What hardware was used to test these findings?

All tests were performed on an Intel i5-8th generation laptop with 12GB of system RAM and an integrated Intel UHD Graphics 620 GPU. The GPU was intentionally left unused because, in practice, iGPU acceleration for LLMs remains experimental and often slower than CPU-only paths. This hardware is very typical of an older Linux laptop you might have lying around. The results apply directly to machines in this class. Newer CPUs with more RAM will naturally perform even better, but the key insights about model size and quantization hold regardless.

Can you run these models on a Raspberry Pi or very old hardware?

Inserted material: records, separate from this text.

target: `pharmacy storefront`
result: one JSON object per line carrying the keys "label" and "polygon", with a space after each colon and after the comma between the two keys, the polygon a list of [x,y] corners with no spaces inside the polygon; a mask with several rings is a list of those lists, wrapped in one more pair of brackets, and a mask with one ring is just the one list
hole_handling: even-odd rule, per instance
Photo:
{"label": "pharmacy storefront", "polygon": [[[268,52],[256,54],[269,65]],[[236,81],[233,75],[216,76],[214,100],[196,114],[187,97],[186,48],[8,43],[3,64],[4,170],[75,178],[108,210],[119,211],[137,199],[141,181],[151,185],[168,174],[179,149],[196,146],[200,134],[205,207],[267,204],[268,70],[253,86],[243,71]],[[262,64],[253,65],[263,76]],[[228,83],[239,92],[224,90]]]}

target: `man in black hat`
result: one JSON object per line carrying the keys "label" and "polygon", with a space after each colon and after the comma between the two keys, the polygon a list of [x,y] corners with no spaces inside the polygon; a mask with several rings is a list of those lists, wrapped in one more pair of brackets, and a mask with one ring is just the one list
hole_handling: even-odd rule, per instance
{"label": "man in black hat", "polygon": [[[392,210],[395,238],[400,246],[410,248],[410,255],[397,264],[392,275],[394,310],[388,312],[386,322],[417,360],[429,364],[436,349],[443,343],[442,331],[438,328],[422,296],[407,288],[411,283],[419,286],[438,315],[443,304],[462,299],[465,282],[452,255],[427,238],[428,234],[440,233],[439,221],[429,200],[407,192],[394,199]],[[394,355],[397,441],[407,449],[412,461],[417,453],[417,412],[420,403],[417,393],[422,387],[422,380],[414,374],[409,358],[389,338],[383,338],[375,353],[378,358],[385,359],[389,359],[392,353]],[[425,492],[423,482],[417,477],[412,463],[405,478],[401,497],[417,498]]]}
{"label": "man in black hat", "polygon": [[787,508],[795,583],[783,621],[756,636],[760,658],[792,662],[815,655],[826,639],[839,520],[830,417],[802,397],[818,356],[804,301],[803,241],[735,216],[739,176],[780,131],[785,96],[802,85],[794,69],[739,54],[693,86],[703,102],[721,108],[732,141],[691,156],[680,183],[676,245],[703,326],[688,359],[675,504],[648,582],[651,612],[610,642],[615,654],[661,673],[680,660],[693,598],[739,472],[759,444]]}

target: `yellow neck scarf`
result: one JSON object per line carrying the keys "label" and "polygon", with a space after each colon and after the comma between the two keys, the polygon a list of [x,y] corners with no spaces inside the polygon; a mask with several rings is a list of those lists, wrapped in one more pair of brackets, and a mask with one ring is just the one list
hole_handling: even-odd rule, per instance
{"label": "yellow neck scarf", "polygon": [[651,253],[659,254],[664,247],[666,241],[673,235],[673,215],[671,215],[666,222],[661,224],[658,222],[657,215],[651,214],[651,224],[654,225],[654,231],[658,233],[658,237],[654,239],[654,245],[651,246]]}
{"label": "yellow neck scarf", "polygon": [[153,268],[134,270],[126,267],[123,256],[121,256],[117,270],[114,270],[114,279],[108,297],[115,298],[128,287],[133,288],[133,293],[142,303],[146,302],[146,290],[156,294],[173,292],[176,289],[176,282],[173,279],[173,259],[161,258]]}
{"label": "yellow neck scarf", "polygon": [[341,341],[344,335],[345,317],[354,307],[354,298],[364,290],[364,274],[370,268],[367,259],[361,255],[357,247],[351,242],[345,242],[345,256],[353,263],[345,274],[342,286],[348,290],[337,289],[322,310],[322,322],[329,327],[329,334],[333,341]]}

Yes, but with careful planning. A Raspberry Pi 4 or 5 with 4–8GB RAM can run 1B Q4_K_M models at roughly 3–8 tok/s—slow but usable for non-interactive tasks (batch summarization, simple chat). For older x86 hardware, if you have at least 4GB of free RAM and a CPU supporting SSE4.2, you can run a 500M–1B model at usable speeds. The key is to lower expectations: you won’t get fast real-time conversation, but you can absolutely run local AI without any GPU. Start with the smallest quantized model and test.

How do I start running LLMs on my CPU right now?

Install llama.cpp (compile from source or use a package).
Download a GGUF model from Hugging Face (e.g., TinyLlama 1.1B Q4_K_M).
Run the model with: ./main -m model.gguf -p "Your prompt" -n 256
Monitor RAM usage; aim for 80% system memory or less to avoid swapping.
Adjust quantization level if needed: try Q4_K_M first, then Q5 or Q8 if you have headroom.
Check tokens per second in the output. If below 10 tok/s, consider a smaller model or heavier quantization.

With these steps, you can have a functional local LLM running on any CPU, no GPU required.